Purchasing and selling between healthcare providers and insurers is increasingly a strategic activity. New mutual agreements do not merely consist of budgeting and enabling expense claims. On the contrary, both parties contribute their strategic intentions. As a result, healthcare contracting becomes the starting point for joint projects. IG&H conducted a research among hospital healthcare vendors and found that healthcare contracting is increasingly at the heart of the healthcare system. To cope with core healthcare issues, however, more cooperation is required.
In the Zorgverkoopmonitor 2019, IG&H takes stock with healthcare vendors and looks at the future. Nearly 25 healthcare vendors and finance managers at hospitals and clinics participated in the research. Together, they represent a total revenue of approximately €8 billion.
It turns out healthcare vendors want to set aside twice as much time to discuss policy themes and quality with insurers. Currently, price and volume still dominate more than 60% of all meetings. If it is up to healthcare vendors, 50% rather than 25% of meetings will be about substantive themes, such as the right care in the right place, meaningful care, and a vision of the region.
Approximately half of the respondents have concluded long-range agreements with the largest insurer – and a quarter of them with nearly all insurers – laying a solid foundation for a different type of meeting. ‘Unfortunately,’ not all of these are cooperations between providers and insurers. Part of the long-range agreements are simply concluded because banks require financial security. However, these long-range agreements provide peace of mind and room for a different type of meeting.
There’s a reason why healthcare vendors appreciate insurers bringing their own vision of healthcare to the table. You may disagree on this vision, but it is the main reason why 45% of healthcare vendors consider Zilveren Kruis the most professional of healthcare purchasers, and 25% believe it to be VGZ. According to healthcare vendors, they have set up a proper foundation for healthcare purchasing, and it is now time to give healthcare purchasers more authority and room for customization.
Ultimately, 30% of healthcare vendors consider the affordability of healthcare as the main challenge – especially the gradual transition (25%) to a different healthcare landscape (25%).
Healthcare vendors mainly want realistic financing, and they are willing to contribute to a financial transition. They, too, realize that healthcare should remain affordable for everyone. At the same time, they also need to deal with fixed accommodation and staff expenses, which means they can’t rush into cutting costs.
The art of concluding contracts in a new era
Even though they seem to have conflicting interests at times, healthcare providers and insurers face the same task. Of course, it can be completed through harsh negotiations, but lowering revenues and costs together requires a substantive cooperation.

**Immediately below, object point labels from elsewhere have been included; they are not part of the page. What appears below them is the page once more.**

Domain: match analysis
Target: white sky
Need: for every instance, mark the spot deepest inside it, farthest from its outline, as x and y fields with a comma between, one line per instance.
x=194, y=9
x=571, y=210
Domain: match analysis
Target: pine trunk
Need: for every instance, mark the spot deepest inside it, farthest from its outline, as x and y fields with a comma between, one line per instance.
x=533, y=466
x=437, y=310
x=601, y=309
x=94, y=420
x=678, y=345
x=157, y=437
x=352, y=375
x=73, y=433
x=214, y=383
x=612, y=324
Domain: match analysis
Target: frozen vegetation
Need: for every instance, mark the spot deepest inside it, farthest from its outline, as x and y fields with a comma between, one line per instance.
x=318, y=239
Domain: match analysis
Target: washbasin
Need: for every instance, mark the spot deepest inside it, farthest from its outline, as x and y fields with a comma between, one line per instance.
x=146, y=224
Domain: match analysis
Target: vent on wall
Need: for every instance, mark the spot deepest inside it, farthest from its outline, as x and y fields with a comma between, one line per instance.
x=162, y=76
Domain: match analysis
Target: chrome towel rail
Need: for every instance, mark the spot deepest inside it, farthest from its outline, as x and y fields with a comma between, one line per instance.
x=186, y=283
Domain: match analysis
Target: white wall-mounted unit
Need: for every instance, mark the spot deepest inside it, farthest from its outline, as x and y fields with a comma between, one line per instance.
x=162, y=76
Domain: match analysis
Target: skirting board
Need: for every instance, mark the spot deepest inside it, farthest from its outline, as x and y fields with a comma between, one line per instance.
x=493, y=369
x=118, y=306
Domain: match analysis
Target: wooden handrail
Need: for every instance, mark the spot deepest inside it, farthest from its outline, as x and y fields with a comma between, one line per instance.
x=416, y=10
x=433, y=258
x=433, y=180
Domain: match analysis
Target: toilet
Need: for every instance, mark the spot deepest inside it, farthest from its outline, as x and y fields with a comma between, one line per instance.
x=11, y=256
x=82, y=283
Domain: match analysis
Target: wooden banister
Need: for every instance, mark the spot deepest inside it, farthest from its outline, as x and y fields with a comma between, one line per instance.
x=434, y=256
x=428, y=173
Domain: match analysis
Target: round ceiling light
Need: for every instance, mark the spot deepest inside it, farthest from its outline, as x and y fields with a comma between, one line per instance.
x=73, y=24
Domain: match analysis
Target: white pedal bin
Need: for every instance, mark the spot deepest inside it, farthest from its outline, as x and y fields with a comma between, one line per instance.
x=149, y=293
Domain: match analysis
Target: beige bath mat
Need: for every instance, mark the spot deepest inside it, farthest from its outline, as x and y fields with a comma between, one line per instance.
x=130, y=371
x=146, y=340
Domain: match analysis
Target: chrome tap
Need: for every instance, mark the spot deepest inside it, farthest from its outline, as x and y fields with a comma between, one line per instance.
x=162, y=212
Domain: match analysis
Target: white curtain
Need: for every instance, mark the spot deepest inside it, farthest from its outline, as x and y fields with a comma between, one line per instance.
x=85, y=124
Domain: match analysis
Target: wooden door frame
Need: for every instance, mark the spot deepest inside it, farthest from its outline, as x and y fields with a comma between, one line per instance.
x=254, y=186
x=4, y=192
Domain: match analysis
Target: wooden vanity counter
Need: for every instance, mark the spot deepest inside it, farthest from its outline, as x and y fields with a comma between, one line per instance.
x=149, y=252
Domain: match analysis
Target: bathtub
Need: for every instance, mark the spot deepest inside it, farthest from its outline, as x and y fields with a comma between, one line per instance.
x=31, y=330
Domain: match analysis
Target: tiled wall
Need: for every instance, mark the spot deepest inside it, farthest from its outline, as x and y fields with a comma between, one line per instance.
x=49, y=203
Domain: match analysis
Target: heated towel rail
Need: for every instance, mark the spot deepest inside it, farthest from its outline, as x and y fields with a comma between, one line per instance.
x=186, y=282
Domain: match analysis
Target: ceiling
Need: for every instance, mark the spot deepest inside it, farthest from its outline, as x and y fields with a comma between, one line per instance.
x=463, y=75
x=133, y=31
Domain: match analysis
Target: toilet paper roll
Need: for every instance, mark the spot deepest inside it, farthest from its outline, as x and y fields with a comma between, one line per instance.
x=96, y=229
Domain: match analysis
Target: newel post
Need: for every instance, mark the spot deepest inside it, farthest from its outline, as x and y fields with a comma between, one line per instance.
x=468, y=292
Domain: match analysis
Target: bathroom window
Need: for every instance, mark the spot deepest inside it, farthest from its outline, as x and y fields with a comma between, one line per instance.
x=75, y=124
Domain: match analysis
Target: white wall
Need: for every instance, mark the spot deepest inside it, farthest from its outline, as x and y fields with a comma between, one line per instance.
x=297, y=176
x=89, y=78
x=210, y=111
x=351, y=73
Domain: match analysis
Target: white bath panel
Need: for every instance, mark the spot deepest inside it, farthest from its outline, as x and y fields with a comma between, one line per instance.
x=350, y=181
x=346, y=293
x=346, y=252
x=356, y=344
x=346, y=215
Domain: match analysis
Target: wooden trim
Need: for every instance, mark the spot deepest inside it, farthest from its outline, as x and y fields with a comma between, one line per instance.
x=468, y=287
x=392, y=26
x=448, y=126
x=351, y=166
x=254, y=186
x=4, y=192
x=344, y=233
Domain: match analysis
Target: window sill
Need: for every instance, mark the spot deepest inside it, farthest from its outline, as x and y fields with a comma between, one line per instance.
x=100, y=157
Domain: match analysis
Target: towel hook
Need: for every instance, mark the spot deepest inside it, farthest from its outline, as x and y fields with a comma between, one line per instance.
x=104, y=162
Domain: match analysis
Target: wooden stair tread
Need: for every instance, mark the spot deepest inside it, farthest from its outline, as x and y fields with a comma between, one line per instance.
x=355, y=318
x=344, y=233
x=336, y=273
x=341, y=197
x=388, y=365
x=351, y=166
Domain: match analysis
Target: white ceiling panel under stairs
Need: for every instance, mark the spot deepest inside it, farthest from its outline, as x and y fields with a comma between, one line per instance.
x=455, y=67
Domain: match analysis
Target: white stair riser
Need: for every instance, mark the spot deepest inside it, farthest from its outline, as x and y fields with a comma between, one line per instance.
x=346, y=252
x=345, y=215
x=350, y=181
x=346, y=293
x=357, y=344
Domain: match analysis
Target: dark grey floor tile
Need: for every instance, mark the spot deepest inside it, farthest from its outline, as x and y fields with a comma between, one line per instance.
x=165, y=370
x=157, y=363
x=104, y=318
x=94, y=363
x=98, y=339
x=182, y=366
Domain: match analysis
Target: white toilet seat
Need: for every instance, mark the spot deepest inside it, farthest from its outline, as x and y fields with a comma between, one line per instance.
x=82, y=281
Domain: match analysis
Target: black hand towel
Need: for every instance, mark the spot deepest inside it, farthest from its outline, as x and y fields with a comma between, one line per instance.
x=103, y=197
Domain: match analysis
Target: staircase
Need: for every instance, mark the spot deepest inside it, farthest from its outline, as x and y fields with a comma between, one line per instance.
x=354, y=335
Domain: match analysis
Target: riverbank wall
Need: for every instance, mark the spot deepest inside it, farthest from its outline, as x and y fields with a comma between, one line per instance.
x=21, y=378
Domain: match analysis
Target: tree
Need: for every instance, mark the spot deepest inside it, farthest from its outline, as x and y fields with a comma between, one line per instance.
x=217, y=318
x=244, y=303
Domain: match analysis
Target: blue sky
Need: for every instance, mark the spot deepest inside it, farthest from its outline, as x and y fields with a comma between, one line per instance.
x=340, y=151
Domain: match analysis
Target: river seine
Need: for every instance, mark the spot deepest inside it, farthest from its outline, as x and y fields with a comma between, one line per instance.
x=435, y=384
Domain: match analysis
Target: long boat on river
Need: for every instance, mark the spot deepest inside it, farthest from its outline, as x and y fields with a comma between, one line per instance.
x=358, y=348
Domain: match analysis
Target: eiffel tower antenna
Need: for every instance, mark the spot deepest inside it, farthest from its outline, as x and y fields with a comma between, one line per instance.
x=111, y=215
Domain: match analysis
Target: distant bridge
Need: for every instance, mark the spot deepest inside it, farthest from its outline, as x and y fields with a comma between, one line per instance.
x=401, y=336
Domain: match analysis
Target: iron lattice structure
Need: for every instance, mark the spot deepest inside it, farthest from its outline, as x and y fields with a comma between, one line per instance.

The latter starts with mutual trust, which is created by truly empathizing with the other party.
The next step is for both parties to define a shared ambition that serves each party’s interests. Develop a vision of the region or certain types of healthcare, look beyond your own organization, and determine what it is you want to achieve together. Set up a joint project group, allow each other access to data, and perform the analysis together. Joining forces will automatically eliminate old behavioral habits. Discussions will no longer be about each letter in the contract but about what is good for the patient, the policy holder, and society. This will ultimately benefit insurers and healthcare providers, too.